Ich (38) bin Erwachsenenbildnerin und in einer schönen Beziehung. Trotzdem fühle ich zu einem meiner Schüler (25) eine grosse Anziehung. Ich bin überzeugt, dass solche Gefühle kein Zufall sind und dass man sie aufdecken und annehmen soll. Ich habe aber Skrupel. Würde ich mich strafbar machen? Soll ich warten, bis der Schüler nicht mehr mein Schüler ist? Alexandra
Liebe Alexandra
Einen wasserdichten juristischen Rat kann ich dir als Psychologin nicht bieten. Aber selbst für Juristen wäre eine abschliessende Antwort schwierig, weil einiges offen ist. Strafbar machst du dich, wenn du ausnutzt, dass dieser Mann in einem Abhängigkeitsverhältnis zu dir steht und er sexuellen Handlungen unter Druck und aus Angst vor negativen Konsequenzen zustimmen würde.

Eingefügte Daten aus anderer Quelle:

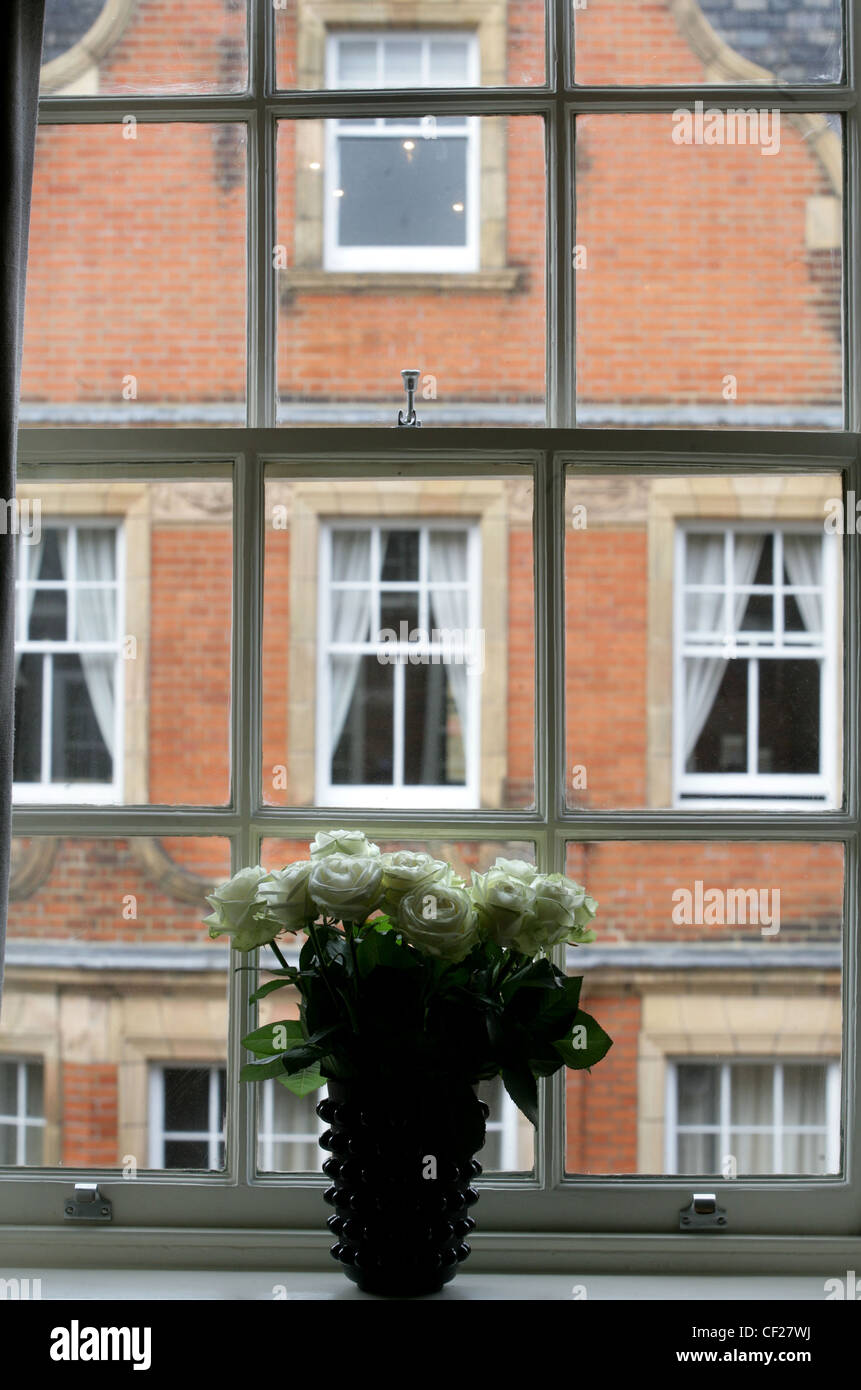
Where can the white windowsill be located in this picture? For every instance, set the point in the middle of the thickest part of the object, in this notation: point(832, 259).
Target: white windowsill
point(89, 1285)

Auf der menschlichen Ebene wirkt es etwas seltsam, dass du die Anziehung als schicksalshafte Rechtfertigung betrachtest, diese Attraktion zu verfolgen. Was würdest du denken, wenn dein Partner sich zu einer dreizehn Jahre jüngeren Arbeitskollegin hingezogen fühlte? Und er diese Gefühle dann auch «annehmen» und «aufdecken» würde, weil sie «kein Zufall» sein können?

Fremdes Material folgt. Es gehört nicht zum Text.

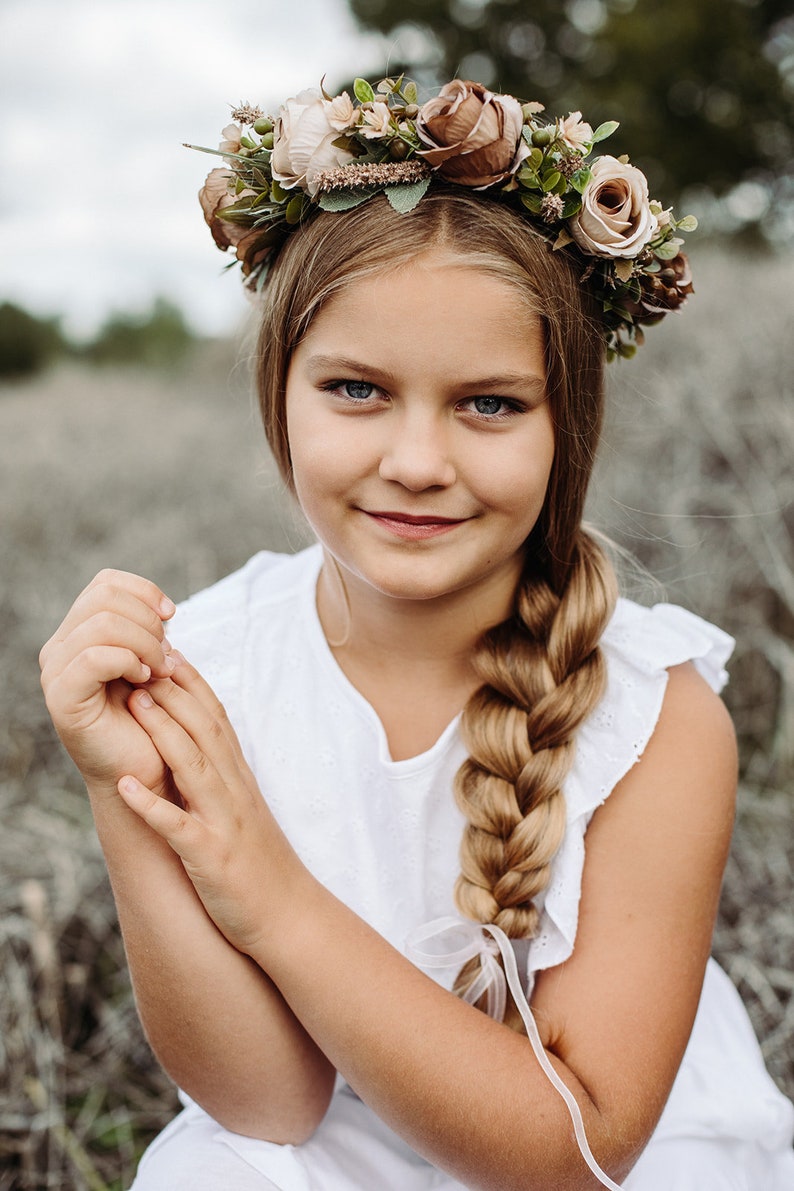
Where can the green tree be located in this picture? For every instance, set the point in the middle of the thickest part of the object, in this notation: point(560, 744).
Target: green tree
point(160, 338)
point(27, 344)
point(704, 89)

Falls du nun argumentierst, dass mal Kaffee trinken noch kein Betrug ist, dann muss ich einfach fragen: Was genau willst du mit dieser intensivierten Nähe bezwecken? Die meisten Leute machen leider beide Augen zu, wenn sie Kontakt zu einer Person suchen, die sie fasziniert. Anschliessend sind sie überrascht, wenn sich eine Affäre entwickelt.
Sollte diese Begegnung tatsächlich so schicksalshaft sein, dann ist sie es auch dann noch, wenn dein Schüler nicht mehr in deiner Klasse ist. Dann musst du dir wenigstens nur noch Gedanken machen, ob dein Verhalten deinem Freund gegenüber fair ist. Und das dürfte knifflig genug sein.